I have come to believe that this “lubrication” of the therapeutic process with empathy is the catalyst needed to make possible the transition from hope in the fantasy of finding primal love to the reality of piecing together those relationships that create a satisfying adult life. Thus the therapist’s giving does not match the inner child’s perceived need, but does cover, as much as possible, the pain and uncertainty of making the switch. Just like the definition of catalyst in chemistry, the therapist’s empathy can lower the energy required to make this difficult transfer.

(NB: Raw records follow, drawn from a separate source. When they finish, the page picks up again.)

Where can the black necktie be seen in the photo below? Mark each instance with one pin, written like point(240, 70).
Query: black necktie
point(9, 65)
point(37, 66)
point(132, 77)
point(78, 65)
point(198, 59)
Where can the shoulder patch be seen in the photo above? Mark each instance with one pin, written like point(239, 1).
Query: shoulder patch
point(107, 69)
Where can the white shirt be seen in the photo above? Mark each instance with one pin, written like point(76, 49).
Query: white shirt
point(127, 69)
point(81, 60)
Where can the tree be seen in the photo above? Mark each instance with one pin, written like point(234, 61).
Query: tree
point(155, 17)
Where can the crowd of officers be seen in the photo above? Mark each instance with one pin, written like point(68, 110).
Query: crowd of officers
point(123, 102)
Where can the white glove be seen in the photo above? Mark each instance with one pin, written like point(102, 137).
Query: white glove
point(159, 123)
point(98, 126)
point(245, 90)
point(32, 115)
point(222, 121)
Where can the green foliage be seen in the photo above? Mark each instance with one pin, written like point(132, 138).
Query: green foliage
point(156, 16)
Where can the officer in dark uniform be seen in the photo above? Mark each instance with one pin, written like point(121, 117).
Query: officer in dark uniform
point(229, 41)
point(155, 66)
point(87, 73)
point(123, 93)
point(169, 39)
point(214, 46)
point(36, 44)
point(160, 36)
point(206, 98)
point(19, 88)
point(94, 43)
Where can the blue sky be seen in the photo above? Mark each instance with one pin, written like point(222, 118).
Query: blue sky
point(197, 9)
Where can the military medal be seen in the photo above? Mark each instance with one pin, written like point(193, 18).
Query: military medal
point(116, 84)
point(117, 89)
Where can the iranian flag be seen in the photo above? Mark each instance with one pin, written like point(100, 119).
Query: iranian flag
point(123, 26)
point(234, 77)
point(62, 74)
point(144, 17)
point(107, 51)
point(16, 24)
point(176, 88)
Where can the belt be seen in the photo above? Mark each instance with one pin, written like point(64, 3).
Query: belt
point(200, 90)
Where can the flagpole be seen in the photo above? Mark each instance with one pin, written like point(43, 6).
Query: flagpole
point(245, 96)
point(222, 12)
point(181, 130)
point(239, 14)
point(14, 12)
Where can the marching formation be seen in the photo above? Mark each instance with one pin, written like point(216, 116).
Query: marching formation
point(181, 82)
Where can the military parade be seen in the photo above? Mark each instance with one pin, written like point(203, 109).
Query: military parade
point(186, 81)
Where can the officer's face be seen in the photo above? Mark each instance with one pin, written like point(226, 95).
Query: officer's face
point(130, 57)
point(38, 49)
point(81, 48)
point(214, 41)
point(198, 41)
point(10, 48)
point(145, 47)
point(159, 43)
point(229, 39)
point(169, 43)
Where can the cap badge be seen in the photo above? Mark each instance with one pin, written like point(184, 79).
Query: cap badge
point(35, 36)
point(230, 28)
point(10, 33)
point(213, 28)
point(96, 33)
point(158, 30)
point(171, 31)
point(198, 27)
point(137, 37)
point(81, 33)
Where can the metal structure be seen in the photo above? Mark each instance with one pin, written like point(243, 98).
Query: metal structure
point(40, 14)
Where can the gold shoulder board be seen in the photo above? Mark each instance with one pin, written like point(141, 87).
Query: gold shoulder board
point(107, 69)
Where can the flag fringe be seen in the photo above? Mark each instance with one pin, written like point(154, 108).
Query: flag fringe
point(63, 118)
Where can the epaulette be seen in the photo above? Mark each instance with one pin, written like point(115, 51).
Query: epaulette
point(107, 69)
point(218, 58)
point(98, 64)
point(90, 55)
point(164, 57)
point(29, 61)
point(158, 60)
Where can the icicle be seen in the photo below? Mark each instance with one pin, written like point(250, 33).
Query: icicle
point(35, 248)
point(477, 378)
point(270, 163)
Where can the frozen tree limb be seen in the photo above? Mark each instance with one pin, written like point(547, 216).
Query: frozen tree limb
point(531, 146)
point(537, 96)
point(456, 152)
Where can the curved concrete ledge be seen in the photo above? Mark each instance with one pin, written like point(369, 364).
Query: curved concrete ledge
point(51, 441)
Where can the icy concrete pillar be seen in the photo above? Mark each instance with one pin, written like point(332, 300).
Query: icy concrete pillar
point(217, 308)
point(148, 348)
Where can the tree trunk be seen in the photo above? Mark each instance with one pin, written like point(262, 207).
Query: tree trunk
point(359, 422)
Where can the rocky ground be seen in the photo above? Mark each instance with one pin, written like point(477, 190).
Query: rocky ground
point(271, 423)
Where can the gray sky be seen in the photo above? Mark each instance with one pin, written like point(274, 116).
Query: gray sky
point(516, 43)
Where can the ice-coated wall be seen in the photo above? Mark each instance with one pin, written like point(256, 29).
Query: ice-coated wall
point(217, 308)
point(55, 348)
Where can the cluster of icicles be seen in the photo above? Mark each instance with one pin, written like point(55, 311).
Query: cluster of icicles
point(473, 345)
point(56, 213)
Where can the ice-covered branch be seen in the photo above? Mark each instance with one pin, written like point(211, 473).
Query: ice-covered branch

Is that enough to allow a switch in where hope is placed? No. There has to be a gradually deeper and more real acceptance that the child is hoping for something that can’t be and that adult reality actually has more to offer. I think the switch can come in big moments and small ones. It comes with moments of realization that what one was looking for is impossible, and at the same time, that there is real hope elsewhere. It’s trading fantasy hope for real hope. A therapist who acts like a good parent will keep giving accurate empathy and understanding, while helping to shine an increasingly clear light on the huge advantages of the adult world with its cornucopia of possibilities compared with the disadvantages of clinging to a childhood wish for primal love unfulfilled in early life and unfulfillable in adult life.
So what happens when the therapist is not up to the job? We have seen in reader comments here how often the delicate process of therapy is disrupted either by the therapist not being able to handle strong feelings or by illness, bureaucracy, or some other inevitable break. In those cases, the equation remains the same, but we hope the client’s belief in the process has not been damaged beyond repair. We hope that the client will be able to attach to some other representative of what is good about the adult world, some other ambassador for the rich land where there are people who actually want to be connected to us, where God or serendipity provides for what we can’t demand or control, and where embracing uncertainty is the way to gain the best things in life.